Here we alter the display a bit so we can compare ram settings. 3 speeds are tested. Actually, two of these are not exciting. At 3200 the results for 15-16-16-36 and 16-18-18-38 are practically identical. At 2800, 14-16-16-36 and 16-18-18-38 gave a 1% average advantage to C14, but this is so small it is hard to say if this could just be measurement variation. It gets a little more interesting at 2133, where 3 speeds were tested: 14-14-14-35, 15-15-15-35, and 16-18-18-38. The last one is on average 4% slower than the other two, which were the same. This may be an area for future research, although it seems ram speed is more important to performance. Timings might get you a little more as a secondary optimisation.
Putting the ram to one side, how does CPU speed affect performance? These 4 lines show the combinations of CPU at 3.5 and 4.2 GHz, with 1 or 4 workers active.
With one worker, the scaling is near perfect with the faster CPU 19% faster, compared to 20% for ideal clock scaling.
With 4 workers, it would seem the ram is the limit. We only see 4% increase for the 20% clock increase. This may present opportunities for power saving as the higher clock doesn't help here. It may be interesting to see how scaling applies over a wider range of CPU speeds.
And finally, this is the cause of some unexpected behaviour I saw. I had two comparable systems, but I saw a massive performance difference between them which I struggled to explain. I tried various things and even wrongly blamed the mobo for being rubbish, but it would seem module rank has a major influence. This isn't so commonly discussed or even specified. I found Thaiphoon Burner as free software that can read this. The Ripjaws 4 modules are single rank, and the Ripjaws 5 module is dual rank (caution: other parts in the series may vary!). General consensus seems to be that having higher ranks can slightly increase bandwidth, at the cost of slightly higher latency.

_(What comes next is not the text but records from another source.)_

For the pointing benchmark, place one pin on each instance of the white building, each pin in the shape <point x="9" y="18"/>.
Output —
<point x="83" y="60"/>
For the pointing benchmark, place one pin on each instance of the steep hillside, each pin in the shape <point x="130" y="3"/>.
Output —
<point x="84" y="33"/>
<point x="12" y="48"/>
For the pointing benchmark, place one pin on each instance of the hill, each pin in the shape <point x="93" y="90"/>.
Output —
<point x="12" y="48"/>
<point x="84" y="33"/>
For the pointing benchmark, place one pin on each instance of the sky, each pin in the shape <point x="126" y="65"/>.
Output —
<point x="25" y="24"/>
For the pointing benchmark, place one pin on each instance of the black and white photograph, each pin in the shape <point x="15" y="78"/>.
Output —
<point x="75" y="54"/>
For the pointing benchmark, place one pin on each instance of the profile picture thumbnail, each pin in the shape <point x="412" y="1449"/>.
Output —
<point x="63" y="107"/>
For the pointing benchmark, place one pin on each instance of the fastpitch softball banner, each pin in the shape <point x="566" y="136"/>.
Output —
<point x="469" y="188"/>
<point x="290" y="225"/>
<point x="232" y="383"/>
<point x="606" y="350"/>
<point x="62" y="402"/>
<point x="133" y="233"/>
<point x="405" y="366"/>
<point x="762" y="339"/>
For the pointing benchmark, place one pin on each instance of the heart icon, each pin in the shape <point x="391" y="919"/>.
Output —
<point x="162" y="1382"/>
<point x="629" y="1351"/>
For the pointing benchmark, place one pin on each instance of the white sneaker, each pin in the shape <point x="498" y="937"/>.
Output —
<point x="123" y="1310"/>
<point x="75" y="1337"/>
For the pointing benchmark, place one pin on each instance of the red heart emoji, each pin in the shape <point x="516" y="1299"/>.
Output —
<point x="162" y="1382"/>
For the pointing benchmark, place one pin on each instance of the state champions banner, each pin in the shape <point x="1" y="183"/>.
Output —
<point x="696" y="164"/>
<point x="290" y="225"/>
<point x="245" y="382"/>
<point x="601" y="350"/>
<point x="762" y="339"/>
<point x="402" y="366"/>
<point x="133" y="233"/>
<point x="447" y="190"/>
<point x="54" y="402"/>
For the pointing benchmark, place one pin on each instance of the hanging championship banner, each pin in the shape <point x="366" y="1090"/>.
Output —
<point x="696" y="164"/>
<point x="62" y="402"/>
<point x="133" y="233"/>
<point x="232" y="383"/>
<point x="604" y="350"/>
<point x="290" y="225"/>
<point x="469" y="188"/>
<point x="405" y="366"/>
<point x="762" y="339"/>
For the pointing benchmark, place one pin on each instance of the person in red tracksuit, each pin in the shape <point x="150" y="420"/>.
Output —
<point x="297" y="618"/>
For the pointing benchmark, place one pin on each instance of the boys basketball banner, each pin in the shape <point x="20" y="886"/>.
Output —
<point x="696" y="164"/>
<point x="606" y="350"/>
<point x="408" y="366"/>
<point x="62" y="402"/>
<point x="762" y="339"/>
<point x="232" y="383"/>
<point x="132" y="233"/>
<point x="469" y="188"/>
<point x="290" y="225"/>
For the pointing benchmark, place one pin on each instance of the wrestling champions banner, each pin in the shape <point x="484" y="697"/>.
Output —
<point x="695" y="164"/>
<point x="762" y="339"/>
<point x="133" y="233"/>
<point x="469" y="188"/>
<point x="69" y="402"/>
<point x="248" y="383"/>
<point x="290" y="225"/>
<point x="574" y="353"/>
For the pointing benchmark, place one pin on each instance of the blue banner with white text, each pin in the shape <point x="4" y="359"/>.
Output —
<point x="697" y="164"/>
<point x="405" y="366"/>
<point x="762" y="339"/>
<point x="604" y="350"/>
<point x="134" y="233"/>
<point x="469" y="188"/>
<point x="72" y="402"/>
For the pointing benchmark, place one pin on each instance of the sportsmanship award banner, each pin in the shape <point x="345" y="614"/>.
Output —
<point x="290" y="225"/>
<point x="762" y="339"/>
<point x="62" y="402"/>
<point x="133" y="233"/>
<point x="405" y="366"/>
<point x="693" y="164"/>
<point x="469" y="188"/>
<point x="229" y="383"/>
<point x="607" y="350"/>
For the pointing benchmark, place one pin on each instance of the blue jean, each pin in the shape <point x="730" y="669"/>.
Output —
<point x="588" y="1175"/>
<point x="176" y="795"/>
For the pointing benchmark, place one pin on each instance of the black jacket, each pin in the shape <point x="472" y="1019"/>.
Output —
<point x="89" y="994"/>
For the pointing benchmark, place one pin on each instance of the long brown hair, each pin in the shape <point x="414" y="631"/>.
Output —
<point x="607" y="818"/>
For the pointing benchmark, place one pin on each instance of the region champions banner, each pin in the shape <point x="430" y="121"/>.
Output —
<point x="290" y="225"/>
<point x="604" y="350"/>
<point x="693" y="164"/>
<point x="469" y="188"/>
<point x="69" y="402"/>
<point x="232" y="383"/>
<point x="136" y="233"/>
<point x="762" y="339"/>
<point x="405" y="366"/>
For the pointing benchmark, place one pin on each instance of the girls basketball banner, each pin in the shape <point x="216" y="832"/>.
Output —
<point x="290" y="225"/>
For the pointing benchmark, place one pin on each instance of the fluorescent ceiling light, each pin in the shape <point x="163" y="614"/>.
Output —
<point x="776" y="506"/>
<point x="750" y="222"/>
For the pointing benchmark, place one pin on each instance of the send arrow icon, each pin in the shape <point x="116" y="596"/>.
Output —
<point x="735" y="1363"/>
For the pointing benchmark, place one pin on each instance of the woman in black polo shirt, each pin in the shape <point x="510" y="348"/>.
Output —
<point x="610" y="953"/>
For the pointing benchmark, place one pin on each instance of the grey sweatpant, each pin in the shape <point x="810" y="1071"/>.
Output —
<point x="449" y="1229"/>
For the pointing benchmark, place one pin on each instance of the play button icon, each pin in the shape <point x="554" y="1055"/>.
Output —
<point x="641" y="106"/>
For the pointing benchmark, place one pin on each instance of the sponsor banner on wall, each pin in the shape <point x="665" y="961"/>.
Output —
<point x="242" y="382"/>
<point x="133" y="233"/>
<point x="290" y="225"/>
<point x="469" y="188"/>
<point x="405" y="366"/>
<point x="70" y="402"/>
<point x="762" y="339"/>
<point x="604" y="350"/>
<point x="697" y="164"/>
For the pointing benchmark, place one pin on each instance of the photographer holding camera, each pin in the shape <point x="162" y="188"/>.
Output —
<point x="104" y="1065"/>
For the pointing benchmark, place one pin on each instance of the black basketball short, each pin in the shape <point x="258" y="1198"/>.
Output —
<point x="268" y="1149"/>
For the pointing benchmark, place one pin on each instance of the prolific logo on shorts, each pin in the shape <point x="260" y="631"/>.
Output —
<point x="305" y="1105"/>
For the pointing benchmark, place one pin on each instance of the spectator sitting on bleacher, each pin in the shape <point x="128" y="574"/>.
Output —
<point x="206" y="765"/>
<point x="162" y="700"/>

This chart is going to take some explaining. The chart again shows the 4 worker throughput. The grey line is the Ripjaws V kit, and light blue line is Ripjaws 4 kit with 4 modules fitted, both at 3200. So on each memory channel is a total of 2 rank, and performance is so identical you can't see the light blue line under the grey line! So far so good? Let's take two of the Ripjaws 4 modules out, leaving it running in dual channel mode. Logically, this shouldn't make a difference. It is still 2 channels, running at the same clock and timings. Nope. We see a 19% drop in performance (orange line). This is massive! How massive? The yellow and blue lines are 4 modules running at 2666 and 2400 respectively, and they go neatly either side of the orange line. That is quite a performance drop!

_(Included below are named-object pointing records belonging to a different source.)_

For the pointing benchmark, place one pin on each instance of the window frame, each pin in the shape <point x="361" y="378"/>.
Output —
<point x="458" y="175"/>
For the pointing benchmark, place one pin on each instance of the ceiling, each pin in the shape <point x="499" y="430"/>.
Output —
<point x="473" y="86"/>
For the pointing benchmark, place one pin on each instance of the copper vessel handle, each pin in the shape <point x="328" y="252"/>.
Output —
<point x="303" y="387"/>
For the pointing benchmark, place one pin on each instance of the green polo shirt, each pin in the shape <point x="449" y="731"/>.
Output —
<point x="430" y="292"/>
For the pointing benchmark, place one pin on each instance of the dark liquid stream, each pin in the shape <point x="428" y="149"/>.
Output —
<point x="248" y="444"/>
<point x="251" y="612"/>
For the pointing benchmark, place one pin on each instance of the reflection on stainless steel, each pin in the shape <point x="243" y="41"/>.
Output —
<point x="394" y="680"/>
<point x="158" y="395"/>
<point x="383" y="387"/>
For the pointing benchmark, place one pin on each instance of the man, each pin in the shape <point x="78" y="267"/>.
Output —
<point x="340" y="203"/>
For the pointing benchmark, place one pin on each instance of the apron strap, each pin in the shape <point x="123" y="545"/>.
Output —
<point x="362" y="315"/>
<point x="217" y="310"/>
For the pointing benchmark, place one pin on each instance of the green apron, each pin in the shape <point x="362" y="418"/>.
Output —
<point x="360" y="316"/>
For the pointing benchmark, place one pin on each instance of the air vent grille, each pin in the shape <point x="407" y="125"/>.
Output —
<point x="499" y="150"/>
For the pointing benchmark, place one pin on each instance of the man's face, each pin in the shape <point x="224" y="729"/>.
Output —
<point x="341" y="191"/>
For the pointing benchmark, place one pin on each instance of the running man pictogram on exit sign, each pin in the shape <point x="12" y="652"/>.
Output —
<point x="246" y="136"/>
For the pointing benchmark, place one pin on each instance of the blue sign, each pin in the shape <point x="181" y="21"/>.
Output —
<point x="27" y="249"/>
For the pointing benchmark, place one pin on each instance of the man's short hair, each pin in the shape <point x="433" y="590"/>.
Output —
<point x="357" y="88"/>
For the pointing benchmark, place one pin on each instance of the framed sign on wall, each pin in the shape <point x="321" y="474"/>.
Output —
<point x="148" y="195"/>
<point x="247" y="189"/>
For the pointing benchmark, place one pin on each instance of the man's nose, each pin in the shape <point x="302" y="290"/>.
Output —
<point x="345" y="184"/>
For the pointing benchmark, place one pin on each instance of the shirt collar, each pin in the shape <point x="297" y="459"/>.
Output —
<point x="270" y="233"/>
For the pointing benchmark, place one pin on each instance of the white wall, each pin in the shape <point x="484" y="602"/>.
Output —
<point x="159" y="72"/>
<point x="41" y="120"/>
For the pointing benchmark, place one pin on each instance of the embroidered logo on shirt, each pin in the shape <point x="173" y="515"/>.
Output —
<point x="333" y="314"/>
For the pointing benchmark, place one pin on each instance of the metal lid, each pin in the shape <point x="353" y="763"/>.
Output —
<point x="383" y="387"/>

The tentative conclusion from this is that, it seems it is worth having the higher rank modules, or running more modules to do so, otherwise you will reduce your potential significantly. Unfortunately it doesn't seem that easy to find out what rank a module is before buying it.
Ideally more testing could be done to make sure it is the rank, and not something else. I'd need for example 8GB modules with single rank to make sure the module capacity isn't in some way influencing it. Or alternatively, 4GB modules with dual rank.
I have quite a lot of data from this testing, so if there are different ways the data could be cut, I could have a go at showing it.